Cancer patients in Wales and Northern Ireland are increasingly being denied access to drug treatments which are available to patients in England and Scotland, a leading charity claims.

During October 2009-December 2010, 35 patients in Wales were denied life-extending cancer treatments and more than 100 others had to apply under "exceptional case" procedures in a final attempt to secure access to treatments recommended by their doctors, according to a new report from the Rarer Cancers Foundation (RCF).

Moreover, 22 drugs for which doctors in England can now apply to access through the new Cancer Drugs Fund are not available to patients in Wales, while doctors there are six times less likely to make an "exceptional case" application than they are in Scotland, and the approval rate for such applications in Wales is only 67% compared to 87% in Scotland, it says.

"Patients who are unable to secure NHS funding for their treatment are thus forced to go without potentially life-saving treatments - or pay 'top-ups' themselves of nearly £21,000 each," says the Foundation.

The charity is also concerned about access issues in Northern Ireland, and has warned the country's First Minister that patients there are now "having to climb three separate mountains" to gain access to the cancer treatments they need.

The first "mountain" is delays in availability of drugs approved by the National Institute for Health and Clinical Excellence (NICE). Routine access to seven NICE-approved drugs is being blocked in Northern Ireland, with delays currently averaging more than six months and expected to lengthen as a result of the funding cuts, says the RCF.

Also, with no equivalent of England's Cancer Drugs Fund, Northern Ireland has no clear mechanism through which to access treatments that are not recommended by NICE on the grounds of cost-effectiveness. As a result, there are now 19 treatments for which patients will be denied access, it adds.

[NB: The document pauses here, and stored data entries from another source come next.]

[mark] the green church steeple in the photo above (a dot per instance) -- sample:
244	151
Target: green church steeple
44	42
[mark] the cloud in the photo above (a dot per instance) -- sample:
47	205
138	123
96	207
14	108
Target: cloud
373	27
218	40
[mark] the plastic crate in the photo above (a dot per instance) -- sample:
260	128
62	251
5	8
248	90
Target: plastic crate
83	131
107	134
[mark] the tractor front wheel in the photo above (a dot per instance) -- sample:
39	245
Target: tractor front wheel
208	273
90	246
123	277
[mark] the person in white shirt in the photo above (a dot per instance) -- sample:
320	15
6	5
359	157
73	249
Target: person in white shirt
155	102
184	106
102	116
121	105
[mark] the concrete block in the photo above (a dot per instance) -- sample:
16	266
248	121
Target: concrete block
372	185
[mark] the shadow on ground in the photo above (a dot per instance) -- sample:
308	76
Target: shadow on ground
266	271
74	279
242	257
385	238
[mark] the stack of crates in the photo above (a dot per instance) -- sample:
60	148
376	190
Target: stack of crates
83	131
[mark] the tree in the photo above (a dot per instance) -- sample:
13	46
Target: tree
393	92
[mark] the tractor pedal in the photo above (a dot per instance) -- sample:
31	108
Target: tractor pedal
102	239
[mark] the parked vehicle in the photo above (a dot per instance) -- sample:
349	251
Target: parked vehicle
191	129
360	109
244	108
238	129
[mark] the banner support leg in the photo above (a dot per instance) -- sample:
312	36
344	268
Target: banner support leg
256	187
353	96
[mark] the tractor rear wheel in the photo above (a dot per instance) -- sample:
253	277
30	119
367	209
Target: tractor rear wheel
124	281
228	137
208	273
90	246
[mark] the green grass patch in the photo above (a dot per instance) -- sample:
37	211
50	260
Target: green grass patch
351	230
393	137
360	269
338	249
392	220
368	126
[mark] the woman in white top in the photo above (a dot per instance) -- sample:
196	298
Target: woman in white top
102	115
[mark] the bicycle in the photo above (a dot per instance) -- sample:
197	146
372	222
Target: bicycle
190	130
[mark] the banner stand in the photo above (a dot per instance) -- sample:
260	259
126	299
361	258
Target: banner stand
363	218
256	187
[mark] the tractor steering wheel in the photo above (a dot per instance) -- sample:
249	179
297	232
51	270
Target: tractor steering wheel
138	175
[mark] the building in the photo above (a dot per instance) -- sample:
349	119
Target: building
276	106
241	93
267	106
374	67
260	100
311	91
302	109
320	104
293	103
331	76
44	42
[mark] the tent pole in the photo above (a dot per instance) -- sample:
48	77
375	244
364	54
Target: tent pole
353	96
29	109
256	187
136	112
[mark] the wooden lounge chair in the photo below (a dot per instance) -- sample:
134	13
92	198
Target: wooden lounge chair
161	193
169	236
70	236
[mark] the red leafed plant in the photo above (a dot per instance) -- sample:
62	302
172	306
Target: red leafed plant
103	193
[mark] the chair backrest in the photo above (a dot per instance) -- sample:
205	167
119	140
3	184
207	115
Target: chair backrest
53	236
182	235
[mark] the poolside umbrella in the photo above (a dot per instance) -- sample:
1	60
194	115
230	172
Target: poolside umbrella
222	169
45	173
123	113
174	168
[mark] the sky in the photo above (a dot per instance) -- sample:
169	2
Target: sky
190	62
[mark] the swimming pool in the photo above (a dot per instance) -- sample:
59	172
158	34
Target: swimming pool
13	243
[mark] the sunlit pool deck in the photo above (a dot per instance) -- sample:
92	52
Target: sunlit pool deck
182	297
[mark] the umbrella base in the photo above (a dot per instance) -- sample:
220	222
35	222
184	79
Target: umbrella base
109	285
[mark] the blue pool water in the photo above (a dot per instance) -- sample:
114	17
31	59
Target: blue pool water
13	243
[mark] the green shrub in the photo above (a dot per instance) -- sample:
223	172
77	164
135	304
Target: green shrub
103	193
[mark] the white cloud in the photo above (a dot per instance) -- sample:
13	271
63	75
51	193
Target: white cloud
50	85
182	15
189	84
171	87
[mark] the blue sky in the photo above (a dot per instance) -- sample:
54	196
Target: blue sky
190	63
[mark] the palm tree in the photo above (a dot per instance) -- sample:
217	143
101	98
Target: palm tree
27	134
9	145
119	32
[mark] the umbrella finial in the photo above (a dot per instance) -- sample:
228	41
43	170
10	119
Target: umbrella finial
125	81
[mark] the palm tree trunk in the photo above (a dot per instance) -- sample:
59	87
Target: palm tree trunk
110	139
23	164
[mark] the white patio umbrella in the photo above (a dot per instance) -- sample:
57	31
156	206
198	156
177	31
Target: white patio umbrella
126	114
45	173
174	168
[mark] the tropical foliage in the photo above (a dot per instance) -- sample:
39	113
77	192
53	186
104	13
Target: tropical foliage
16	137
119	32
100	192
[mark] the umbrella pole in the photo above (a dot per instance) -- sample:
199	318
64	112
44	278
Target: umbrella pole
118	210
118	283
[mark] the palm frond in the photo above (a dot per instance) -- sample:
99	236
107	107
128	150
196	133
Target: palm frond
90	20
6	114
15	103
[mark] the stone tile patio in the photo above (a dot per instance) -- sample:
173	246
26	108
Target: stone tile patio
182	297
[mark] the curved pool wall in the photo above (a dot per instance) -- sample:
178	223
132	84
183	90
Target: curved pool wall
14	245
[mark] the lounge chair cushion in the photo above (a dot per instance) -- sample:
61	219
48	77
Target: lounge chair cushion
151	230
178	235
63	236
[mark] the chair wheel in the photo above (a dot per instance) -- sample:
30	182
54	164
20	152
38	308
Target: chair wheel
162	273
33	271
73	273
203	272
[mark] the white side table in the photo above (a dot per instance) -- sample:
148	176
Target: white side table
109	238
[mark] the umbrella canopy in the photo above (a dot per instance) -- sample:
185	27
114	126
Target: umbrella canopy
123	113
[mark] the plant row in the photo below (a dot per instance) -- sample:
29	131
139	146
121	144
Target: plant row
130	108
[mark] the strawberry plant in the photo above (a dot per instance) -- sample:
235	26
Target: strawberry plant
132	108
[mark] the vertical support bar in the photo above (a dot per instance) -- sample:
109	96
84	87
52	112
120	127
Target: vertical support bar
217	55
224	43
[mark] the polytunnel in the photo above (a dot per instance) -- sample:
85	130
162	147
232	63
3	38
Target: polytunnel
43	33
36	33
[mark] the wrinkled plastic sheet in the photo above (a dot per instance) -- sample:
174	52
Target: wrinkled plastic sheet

Finally, there is a danger that Individual Funding Requests - "the last resort" for patients who need life-extending treatments - may not be funded in the future, says the Foundation. The draft budget of Northern Ireland's Department of Health and Social Services and Public Safety has warned that a consequence of real-terms cuts in health spending may be "no new patients on high-cost drugs," it notes, and points out that budget cuts have already led to the cancellation of a promised radiotherapy centre in Londonderry.

RCF chief executive Andrew Wilson said the Foundation's analysis of the situation in Wales provides the proof that patients there are being denied treatments which they would get elsewhere in the UK. "The political parties must look at the evidence and act now to fix this broken and unfair system," he said.

He added that the position in Northern Ireland is unacceptable and cannot be justified on the basis of either clinical need or the relative funding settlement to the administration there compared to others in the UK. The RCF believes the treatments are affordable, he said: "our analysis shows that providing additional funding to the equivalent level of the Cancer Drugs Fund would cost just £5.8 million per annum, benefitting an estimated 279 patients," and he has written to the First Minister "urging him to do everything he can to address this extremely worrying situation."